With files from Gail Johnson.
Health officials are warning Canadians of the dangers of the H1N1 strain of influenza after a recent surge in children admitted to hospital.
According to the Public Health Agency of Canada (PHAC), the number of children admitted to hospital this flu season has doubled since this time last year, and is nearly three times as high as it was in 2016-2017. The recent strain has also sent more children to intensive care than in previous years as well.
Public health experts say the recent spike in illnesses amongst Canadian youth is due to the resurgence of the H1N1 strain after two years of the flu season being dominated by H3N2 (Type A).
To help combat the effects of the flu, officials are urging people to get their flu shots.
“We’re starting to see ramp-up in our indicators, predominantly H1N1 activity,” said Dr. Danuta Skowronski, BC Centre for Disease Control (BCCDC)’s epidemiology lead of influenza and emerging respiratory pathogens. “For people who may have been putting off getting vaccinated, don’t delay any further. It takes about two weeks to mount an effective antibody response following vaccination. With the holiday season, the clock is ticking there…Generally, when you see a ramp-up, it does not recede until you get past the peak.”

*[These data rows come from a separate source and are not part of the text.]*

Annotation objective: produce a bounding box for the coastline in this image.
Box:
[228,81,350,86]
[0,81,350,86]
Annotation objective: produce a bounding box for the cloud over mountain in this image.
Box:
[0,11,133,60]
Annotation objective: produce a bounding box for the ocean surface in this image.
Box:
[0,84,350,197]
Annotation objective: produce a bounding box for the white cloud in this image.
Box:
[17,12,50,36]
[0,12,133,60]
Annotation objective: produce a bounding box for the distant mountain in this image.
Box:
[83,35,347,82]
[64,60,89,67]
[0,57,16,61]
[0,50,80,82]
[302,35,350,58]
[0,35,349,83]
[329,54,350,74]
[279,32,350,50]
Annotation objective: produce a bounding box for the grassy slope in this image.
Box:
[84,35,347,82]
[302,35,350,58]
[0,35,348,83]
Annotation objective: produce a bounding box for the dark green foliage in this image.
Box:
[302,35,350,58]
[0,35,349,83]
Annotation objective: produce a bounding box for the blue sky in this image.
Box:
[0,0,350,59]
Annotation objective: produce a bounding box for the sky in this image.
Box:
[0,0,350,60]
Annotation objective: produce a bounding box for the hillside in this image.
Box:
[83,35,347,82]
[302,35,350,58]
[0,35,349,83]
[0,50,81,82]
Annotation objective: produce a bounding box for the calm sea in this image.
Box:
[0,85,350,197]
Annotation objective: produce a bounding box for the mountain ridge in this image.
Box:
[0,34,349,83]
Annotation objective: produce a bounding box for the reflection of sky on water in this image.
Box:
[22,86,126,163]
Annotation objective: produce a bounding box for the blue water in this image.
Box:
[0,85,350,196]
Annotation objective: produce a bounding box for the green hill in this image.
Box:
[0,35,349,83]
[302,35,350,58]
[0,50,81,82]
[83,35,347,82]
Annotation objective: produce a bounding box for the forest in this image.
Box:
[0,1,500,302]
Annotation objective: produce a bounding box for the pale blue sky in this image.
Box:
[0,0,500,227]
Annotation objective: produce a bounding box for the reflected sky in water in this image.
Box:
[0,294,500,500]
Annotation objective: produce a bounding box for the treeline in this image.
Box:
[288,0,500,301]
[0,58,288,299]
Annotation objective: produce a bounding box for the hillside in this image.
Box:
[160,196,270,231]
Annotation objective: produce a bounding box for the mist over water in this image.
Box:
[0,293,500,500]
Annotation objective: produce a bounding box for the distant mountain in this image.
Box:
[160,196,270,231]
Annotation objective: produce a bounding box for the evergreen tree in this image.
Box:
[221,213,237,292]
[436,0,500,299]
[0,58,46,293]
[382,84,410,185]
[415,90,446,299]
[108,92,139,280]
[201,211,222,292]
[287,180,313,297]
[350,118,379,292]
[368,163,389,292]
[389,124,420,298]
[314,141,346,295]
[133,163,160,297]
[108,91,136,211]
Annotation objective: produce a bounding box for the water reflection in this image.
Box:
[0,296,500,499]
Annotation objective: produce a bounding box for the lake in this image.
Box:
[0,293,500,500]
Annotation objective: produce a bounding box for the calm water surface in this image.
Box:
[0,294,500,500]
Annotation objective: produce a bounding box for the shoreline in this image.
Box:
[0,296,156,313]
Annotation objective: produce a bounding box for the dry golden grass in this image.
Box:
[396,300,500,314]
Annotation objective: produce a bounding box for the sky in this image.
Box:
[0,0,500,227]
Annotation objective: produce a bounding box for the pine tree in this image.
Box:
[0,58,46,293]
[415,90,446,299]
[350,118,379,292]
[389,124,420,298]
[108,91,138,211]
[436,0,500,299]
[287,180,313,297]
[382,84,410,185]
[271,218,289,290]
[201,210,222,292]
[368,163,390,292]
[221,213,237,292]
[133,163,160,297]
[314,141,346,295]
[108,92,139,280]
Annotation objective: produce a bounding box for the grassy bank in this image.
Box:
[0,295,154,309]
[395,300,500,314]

Experts note that flu shots seemingly work better against H1N1 than other strains such as H3N2. While the elderly tend to experience the most complications and deaths from the flu, they are seemingly protected from the virus now.
“Generally H1N1 seasons can be milder,” explained Michelle Murti, a public health physician with Public Health Ontario. “The reason they can be milder is that seniors who lived through H1N1 when they were younger have better immunity against H1N1. What we do see is a shift to a younger age group in H1N1 years where children and adults end to be more susceptible.”
Although healthy children will make a full recovery from the flu, it can have dangerous and sometimes deadly consequences for children with preexisting medical conditions.
“Kids with heart or lung conditions or conditions that may compromise their immune systems like cancer have a harder time clearing the virus, and I wouldn’t want to risk that,” Skowronski added. “High-risk children and people with high-risk conditions of any age should get protection and their close contacts should also get protection to build a wall of immunity around them.”
Flu symptoms can include the sudden onset of fever, cough and muscle aches, as well as headaches, chills, fatigue, loss of appetite, sore throat and runny or stuffy nose. Some people, particularly children may also experience diarrhea, nausea or vomiting.
People are encouraged to seek medical attention if they experience shortness of breath, difficulty breathing (including rapid breathing), chest pain, bluish or grey skin, bloody mucous, dizziness or confusion, as well as vomiting.